Online Lexikon Presserecht

Pressefreiheit

Pressefreiheit ist für unsere freiheitliche Lebensordnung zentral, darüber gibt es kaum Dissens. Wohl aber streiten die Rechtsgelehrten, wie sie rechtlich begründet ist.

Für liberale Grundrechtstheoretiker markieren die Grundrechte einen Freiheitsraum, in den der Staat nicht oder nur sehr beschränkt eindringen darf. Die entgegengesetzte Auffassung sieht die Pressefreiheit wegen ihrer Bedeutung für das Funktionieren der Demokratie rein institutionell garantiert: Die öffentliche Aufgabe der Medien wird dabei aus dem Demokratie- und Sozialstaatsprinzip des Art. 20 GG hergeleitet. Eine dritte Auffassung hält beides nicht für einen Widerspruch. Näheres dazu lesen Sie hier…

Was ist „Presse“?

In der Umgangssprache wird der Begriff Presse fast ausschließlich für periodisch erscheinende Printmedien, also Zeitungen und Zeitschriften, verwendet. Als presserechtlicher Begriff ist Presse viel weiter auszulegen: Darunter fallen auch Bücher, CDs, DVD, Schallplatten usw. Der Pressebegriff ist formal zu verstehen, d. h. unabhängig vom Inhalt. Damit sind auch Medien im bloßen Geschäftsinteresse des Veröffentlichenden bzw. zum Vergnügen der Leser inbegriffen.

Näheres über die Merkmale des verfassungsrechtlichen Pressebegriffs…
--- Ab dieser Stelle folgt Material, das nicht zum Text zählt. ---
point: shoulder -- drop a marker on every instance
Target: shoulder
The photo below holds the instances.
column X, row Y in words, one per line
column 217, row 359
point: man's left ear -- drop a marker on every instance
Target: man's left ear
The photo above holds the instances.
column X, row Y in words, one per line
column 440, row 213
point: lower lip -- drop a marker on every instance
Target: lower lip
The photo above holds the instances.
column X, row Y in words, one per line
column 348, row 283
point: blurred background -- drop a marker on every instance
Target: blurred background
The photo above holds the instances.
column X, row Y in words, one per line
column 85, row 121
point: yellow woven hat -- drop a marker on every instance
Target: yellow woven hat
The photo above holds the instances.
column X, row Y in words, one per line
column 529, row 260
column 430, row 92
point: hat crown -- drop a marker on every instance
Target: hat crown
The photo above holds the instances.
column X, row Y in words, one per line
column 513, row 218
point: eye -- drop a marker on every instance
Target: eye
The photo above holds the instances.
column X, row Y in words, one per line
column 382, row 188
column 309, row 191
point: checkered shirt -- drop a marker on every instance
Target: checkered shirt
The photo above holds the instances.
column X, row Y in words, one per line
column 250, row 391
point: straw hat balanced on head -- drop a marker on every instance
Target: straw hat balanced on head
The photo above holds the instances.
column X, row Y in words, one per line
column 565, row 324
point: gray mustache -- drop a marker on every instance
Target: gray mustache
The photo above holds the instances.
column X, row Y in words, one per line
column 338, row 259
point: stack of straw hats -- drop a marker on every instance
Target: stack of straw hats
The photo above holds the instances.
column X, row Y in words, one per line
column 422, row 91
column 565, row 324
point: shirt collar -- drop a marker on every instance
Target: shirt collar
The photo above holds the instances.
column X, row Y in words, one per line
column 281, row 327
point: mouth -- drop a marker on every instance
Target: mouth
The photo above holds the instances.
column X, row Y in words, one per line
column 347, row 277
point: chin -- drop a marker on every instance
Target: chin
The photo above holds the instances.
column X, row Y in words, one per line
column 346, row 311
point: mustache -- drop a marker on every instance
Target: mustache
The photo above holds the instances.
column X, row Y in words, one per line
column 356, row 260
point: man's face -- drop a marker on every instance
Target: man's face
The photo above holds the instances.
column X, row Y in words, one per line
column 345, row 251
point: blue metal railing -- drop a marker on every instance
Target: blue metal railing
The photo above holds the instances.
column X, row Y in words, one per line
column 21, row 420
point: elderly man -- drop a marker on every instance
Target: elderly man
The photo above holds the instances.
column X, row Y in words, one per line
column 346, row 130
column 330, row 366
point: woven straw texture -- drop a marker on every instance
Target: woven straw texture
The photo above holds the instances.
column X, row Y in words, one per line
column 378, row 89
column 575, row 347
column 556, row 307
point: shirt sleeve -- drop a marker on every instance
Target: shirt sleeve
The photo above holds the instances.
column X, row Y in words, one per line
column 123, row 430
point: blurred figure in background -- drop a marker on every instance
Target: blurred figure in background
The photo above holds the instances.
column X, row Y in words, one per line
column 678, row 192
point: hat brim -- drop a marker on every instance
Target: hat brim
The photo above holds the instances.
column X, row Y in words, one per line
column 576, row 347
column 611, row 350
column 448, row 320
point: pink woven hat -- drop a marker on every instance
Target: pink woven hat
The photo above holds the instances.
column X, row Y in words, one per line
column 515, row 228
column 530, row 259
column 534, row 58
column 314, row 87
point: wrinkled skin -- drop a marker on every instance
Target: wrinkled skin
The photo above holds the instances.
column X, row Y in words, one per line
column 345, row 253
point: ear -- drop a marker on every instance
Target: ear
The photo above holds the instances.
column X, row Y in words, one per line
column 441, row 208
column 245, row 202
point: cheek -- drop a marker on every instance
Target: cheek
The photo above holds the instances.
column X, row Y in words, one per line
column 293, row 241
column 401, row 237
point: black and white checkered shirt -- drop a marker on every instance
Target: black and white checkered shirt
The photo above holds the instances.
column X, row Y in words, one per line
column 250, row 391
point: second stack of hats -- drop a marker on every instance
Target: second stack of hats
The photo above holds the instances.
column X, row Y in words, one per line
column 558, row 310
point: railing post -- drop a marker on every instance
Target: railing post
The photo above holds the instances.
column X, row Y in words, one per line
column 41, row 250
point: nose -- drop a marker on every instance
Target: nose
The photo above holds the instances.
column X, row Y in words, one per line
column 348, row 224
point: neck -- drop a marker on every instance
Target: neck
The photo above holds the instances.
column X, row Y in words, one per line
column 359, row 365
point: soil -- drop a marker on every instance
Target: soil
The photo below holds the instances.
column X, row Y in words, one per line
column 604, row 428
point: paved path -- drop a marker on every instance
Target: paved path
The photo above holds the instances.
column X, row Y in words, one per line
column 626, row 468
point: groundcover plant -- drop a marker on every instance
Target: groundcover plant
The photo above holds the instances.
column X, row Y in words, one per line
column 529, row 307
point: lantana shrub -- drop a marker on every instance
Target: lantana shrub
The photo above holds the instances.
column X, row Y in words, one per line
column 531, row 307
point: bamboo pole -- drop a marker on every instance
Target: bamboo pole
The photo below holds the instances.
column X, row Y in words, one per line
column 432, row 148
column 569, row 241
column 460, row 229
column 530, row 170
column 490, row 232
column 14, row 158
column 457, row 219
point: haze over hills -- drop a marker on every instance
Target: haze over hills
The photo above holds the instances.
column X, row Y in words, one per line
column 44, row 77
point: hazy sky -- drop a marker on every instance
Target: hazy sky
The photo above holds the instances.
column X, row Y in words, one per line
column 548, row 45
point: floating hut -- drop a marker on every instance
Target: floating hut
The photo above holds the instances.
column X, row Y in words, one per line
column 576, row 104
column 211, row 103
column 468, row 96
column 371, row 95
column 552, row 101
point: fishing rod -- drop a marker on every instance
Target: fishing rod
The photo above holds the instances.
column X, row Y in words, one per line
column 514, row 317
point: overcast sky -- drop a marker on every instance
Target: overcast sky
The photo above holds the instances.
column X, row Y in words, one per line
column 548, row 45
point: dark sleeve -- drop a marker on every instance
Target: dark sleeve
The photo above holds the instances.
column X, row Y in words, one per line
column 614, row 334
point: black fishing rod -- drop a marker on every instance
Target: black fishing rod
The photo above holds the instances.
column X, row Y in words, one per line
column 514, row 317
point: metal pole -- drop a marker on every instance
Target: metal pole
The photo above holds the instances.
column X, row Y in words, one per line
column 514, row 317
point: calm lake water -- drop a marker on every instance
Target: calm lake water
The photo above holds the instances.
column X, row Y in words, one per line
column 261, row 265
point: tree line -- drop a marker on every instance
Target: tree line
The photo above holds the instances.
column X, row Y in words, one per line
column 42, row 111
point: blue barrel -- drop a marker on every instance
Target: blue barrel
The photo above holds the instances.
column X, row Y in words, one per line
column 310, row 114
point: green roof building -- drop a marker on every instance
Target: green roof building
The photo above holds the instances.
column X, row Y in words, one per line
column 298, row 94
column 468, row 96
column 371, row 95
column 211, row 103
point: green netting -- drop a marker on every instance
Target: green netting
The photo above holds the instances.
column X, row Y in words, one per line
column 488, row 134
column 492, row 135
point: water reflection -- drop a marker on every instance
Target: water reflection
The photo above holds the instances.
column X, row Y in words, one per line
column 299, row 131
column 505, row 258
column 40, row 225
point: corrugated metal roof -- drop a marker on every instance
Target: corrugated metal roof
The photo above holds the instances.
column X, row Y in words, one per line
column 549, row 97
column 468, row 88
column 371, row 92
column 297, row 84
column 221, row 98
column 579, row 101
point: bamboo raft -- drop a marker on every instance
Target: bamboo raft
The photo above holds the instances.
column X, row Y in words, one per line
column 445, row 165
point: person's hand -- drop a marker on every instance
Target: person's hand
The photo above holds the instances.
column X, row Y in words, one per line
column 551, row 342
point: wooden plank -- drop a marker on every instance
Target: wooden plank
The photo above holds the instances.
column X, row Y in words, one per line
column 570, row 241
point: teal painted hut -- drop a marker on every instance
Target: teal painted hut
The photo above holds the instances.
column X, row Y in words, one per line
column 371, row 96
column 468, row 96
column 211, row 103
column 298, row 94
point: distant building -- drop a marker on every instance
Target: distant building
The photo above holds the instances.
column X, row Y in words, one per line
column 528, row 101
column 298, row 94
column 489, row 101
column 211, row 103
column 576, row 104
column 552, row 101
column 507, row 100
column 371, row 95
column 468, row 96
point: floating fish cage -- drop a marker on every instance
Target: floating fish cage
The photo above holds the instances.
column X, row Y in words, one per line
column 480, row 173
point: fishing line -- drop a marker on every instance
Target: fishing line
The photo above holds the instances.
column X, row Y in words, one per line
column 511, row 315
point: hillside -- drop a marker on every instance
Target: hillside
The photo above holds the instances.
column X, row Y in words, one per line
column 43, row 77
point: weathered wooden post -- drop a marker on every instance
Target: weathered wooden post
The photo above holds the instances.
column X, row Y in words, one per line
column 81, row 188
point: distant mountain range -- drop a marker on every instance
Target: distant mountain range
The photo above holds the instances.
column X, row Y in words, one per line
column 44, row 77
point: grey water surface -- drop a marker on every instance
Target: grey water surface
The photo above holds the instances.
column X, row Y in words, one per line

Wen schützt die Pressefreiheit?

Die Pressefreiheit steht als subjektives Grundrecht allen im Pressewesen tätigen Personen und Unternehmen zu. Grundrechtsberechtigte sind

  • Verleger, Herausgeber und die den geistigen Inhalt des Druckwerks gestaltenden Personen (Journalisten).
  • die im wirtschaftlichen und organisatorischen Bereich der Presse tätigen Personen wie z. B. der Buchhalter, der Drucker oder der Vertriebsmitarbeiter
  • juristische Personen des privaten Rechts, nicht aber juristische Personen des öffentlichen Rechts.

Mehr über den personalen Schutzbereich der Pressefreiheit….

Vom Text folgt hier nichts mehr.